On Wednesday, Amnesty International reported that executions globally increased 54 percent last year to 1,634, the highest recorded figure since 1989. The report was released on a day Pakistani authorities killed three dissidents by hanging.
The London-based human rights organization found that Iran, Pakistan and Saudi Arabia were primarily responsible for the spike in execution deaths. Collectively, the countries were responsible for over 89 percent of all executions recorded worldwide.
Notably, the figure does not include China, which human rights analysts believe executes thousands of dissidents annually.
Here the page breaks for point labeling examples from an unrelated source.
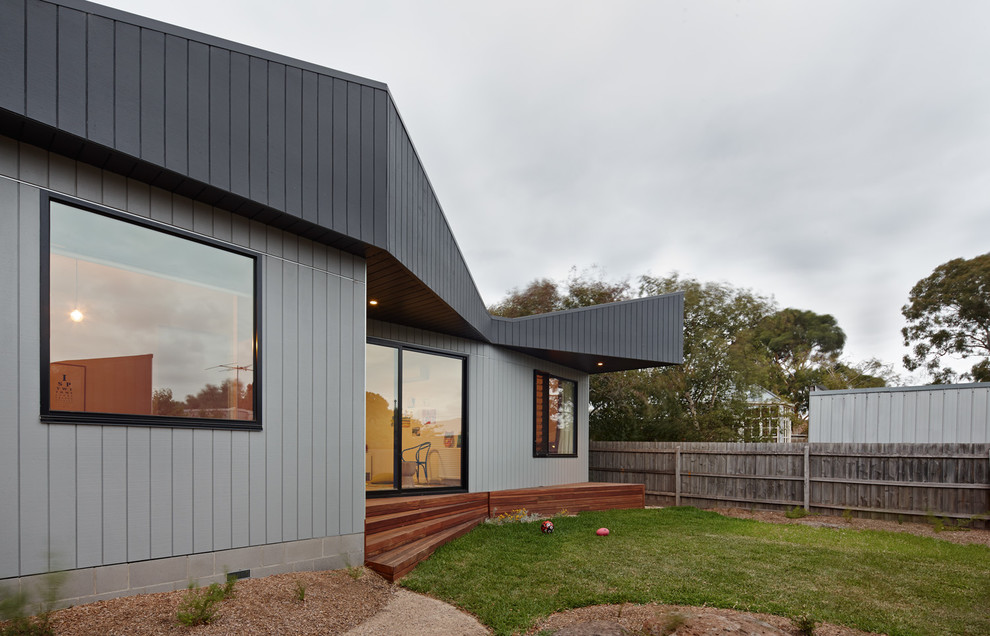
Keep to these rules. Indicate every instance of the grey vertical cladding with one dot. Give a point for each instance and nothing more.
(198, 114)
(127, 88)
(81, 496)
(240, 124)
(227, 118)
(293, 142)
(176, 104)
(153, 96)
(42, 63)
(100, 94)
(9, 350)
(418, 234)
(220, 81)
(500, 412)
(631, 329)
(12, 50)
(946, 414)
(71, 70)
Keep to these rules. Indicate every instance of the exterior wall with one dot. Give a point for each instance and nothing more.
(88, 585)
(948, 414)
(76, 496)
(500, 412)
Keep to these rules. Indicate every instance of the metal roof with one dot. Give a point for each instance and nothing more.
(308, 149)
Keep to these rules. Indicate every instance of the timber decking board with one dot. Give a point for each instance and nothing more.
(383, 541)
(398, 562)
(402, 531)
(381, 523)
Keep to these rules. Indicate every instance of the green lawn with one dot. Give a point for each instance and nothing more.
(511, 575)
Death penalty data, according to Amnesty, is "treated as a state secret" by Beijing.
Amnesty’s secretary general, Salil Shetty, said, "The rise in executions last year is profoundly disturbing. Not in 25 years have so many people been put to death by countries around the world."
Shetty also criticized the Middle East countries for their reticence to provide proper trials for the accused and their readiness to send those summarily convicted to the gallows. "Iran, Pakistan and Saudi Arabia have all put people to death at unprecedented levels, often after grossly unfair trials. This slaughter must end."
The surge in executions does not come as a surprise, in light of recent events. In 2015, Pakistan lifted a six-year moratorium on the death penalty following a school massacre by Taliban insurgents in December 2014 that killed 148, including 132 children. The country initially reinstated death by hanging for terrorist activities, but soon extended it to all capital crimes.
Amnesty’s South Asia director Champa Patel says, "Over the past year, Pakistan has vaulted to the number three spot for recorded state executions in the world – a shameful position no one should aspire to."
Following the reemergence of the practice, Pakistan’s Taliban began to falter, prior to the Easter Sunday bombing in Lahore several weeks ago that killed 72, again mostly children.
A reduction in the number of executions seems unlikely, following the Easter massacre, with Pakistan’s Prime Minister Nawaz Sharif pledging that there will be "justice" against the Taliban for the country’s "martyrs."
Amnesty reported some good news, noting that signs suggest that executions have declined dramatically in China, although there are no official records with which to verify the assertion.
The United States, a leader in the global struggle for human rights, was fifth on the list of recorded executions by country, with 28 individuals executed by lethal injection in 2015, behind only China, Iran, Pakistan, and Saudi Arabia.